Additionally, Frost & Sullivan provided this “list of questions Symantec customers should consider as part of their strategic planning and risk avoidance planning:”

  1. “What risks does our organization face as a result of the announced progressive distrust of Symantec certificates and proposed acquisition of the Symantec business by DigiCert? For example, how will these factors affect uptime, certificate compatibility with existing systems, internal resources, timeline and transition dates, the ability to complete customer reverification by DigiCert if the load becomes backlogged, etc.?”

    ANSWER: No risk. DigiCert is ahead of the December 1 timeline for handling validation and issuance of Symantec certificates. The DigiCert Global Root CA provides one of the best ubiquities in the industry. DigiCert provides 24/7 support and has a scalable infrastructure that can handle billions of certificates. Symantec customers’ best path to maintaining continuity in their certificates, brand strength (such as the Norton seal), and global support is to keep their current certificates and contracts.

  2. “What does the Symantec certificate migration process actually look like? Will all of your certificates be found and migrated over to the new DigiCert CA? Will you have to install any cross-signed intermediate certificates on your servers along with the new DigiCert end-entity certificates in order to get ubiquity among all the relevant browsers and applications? Do you know how much time you have to make this transition?”

    ANSWER: As Chrome’s timeline has outlined, customers have until at least March to replace any affected certificates. After the close of the acquisition, our executive team evaluated our combined assets, and has found that the DigiCert Global Root CA offers one of the best ubiquities in the industry. Customers will not be required to install cross-signed intermediate certificates. If you have a special case where you need a cross-signed root, your account manager will work with you to find the right solution.

  3. “What if DigiCert can’t hit the December 1, 2017 deadline (just weeks away) to move everything over to its platform for issuing new certificates to Symantec customers? DigiCert is a much smaller company than Symantec, and not even located in the same region. What happens if the acquisition by DigiCert doesn’t go through? According to the browsers, any further date change requests will be viewed unfavorably and may be denied. These factors could impact your organization if replacement certificates aren’t available, causing your website not to be trusted by Google Chrome and Mozilla Firefox and preventing your users from interacting with your website.”

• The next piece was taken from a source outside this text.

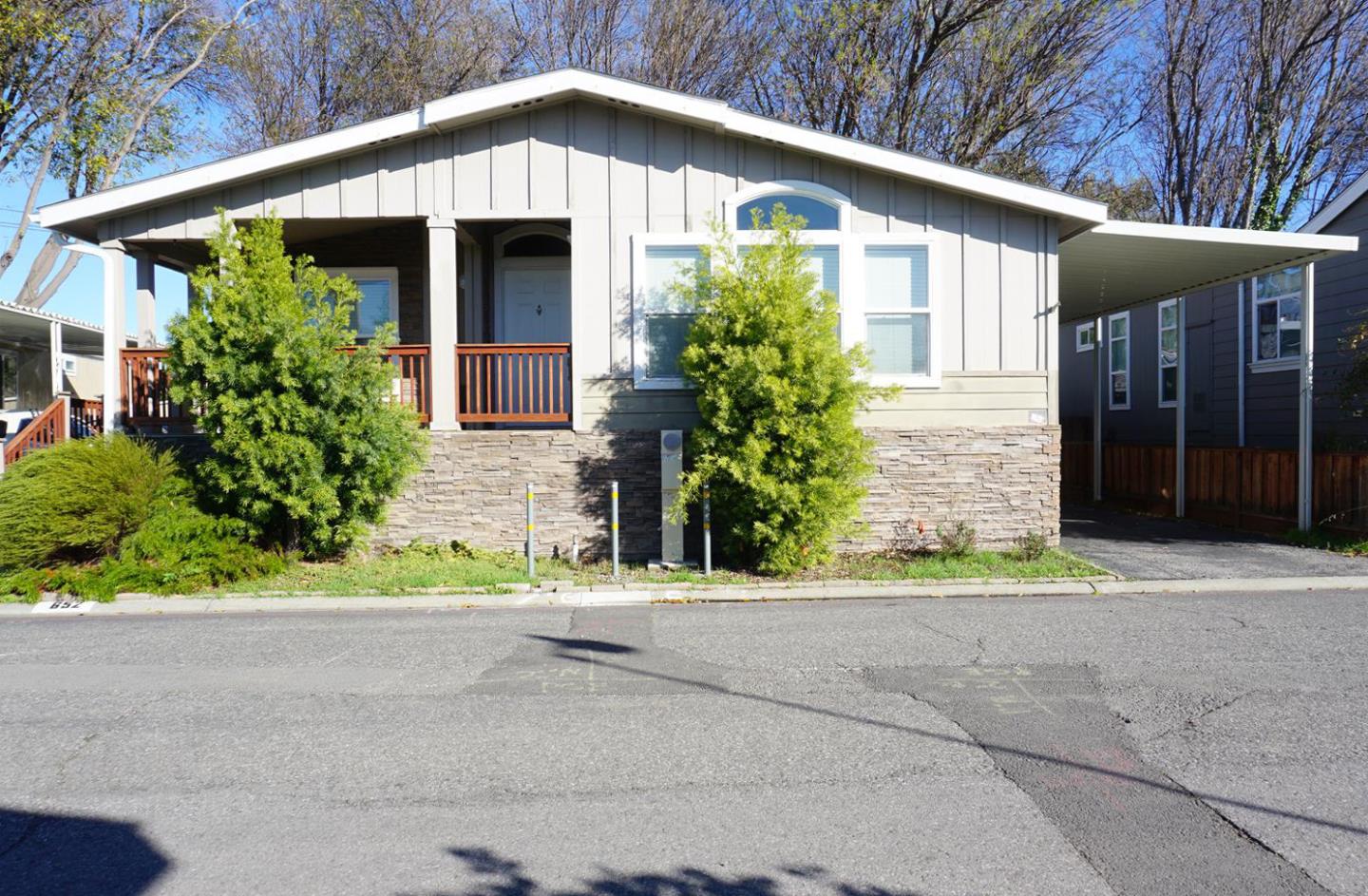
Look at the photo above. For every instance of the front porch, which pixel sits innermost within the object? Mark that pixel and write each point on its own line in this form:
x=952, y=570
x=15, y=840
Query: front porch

    ANSWER: DigiCert is ahead of the December 1 timeline. DigiCert has a much larger existing market share than Entrust, and is bringing over Symantec talent and resources to service customers. The acquisition of Website Security was completed October 31, 2017. DigiCert is committed to providing a smooth transition and continuity for Symantec customers.

  4. “DigiCert must re-authenticate all Symantec customer organizations and domains before issuing new certificates this December. When will this start?”

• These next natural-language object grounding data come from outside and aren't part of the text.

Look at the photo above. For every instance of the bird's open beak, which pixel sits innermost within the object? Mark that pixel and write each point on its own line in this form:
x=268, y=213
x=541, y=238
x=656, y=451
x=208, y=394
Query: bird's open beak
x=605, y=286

    ANSWER: Customers using any CA would need to follow the same process, but, unlike other CAs, DigiCert already has a reputation for fast, high-quality validation. DigiCert can handle pre-verification for Symantec customers in a seamless way. As early as December 1, 2017, customers can start replacing affected certificates, though many will choose to do so after the holidays, since they have until March of 2018.

  5. “Has Symantec offered any price or contract concessions to you to make up for the changes, disruption and additional work required for its customers? Can Symantec customers simply cancel their current agreements and move to another CA if they choose?”

    ANSWER: Website Security customers can continue with their existing contracts, and will be able to issue and reissue certificates (at no cost) from their existing Symantec platform.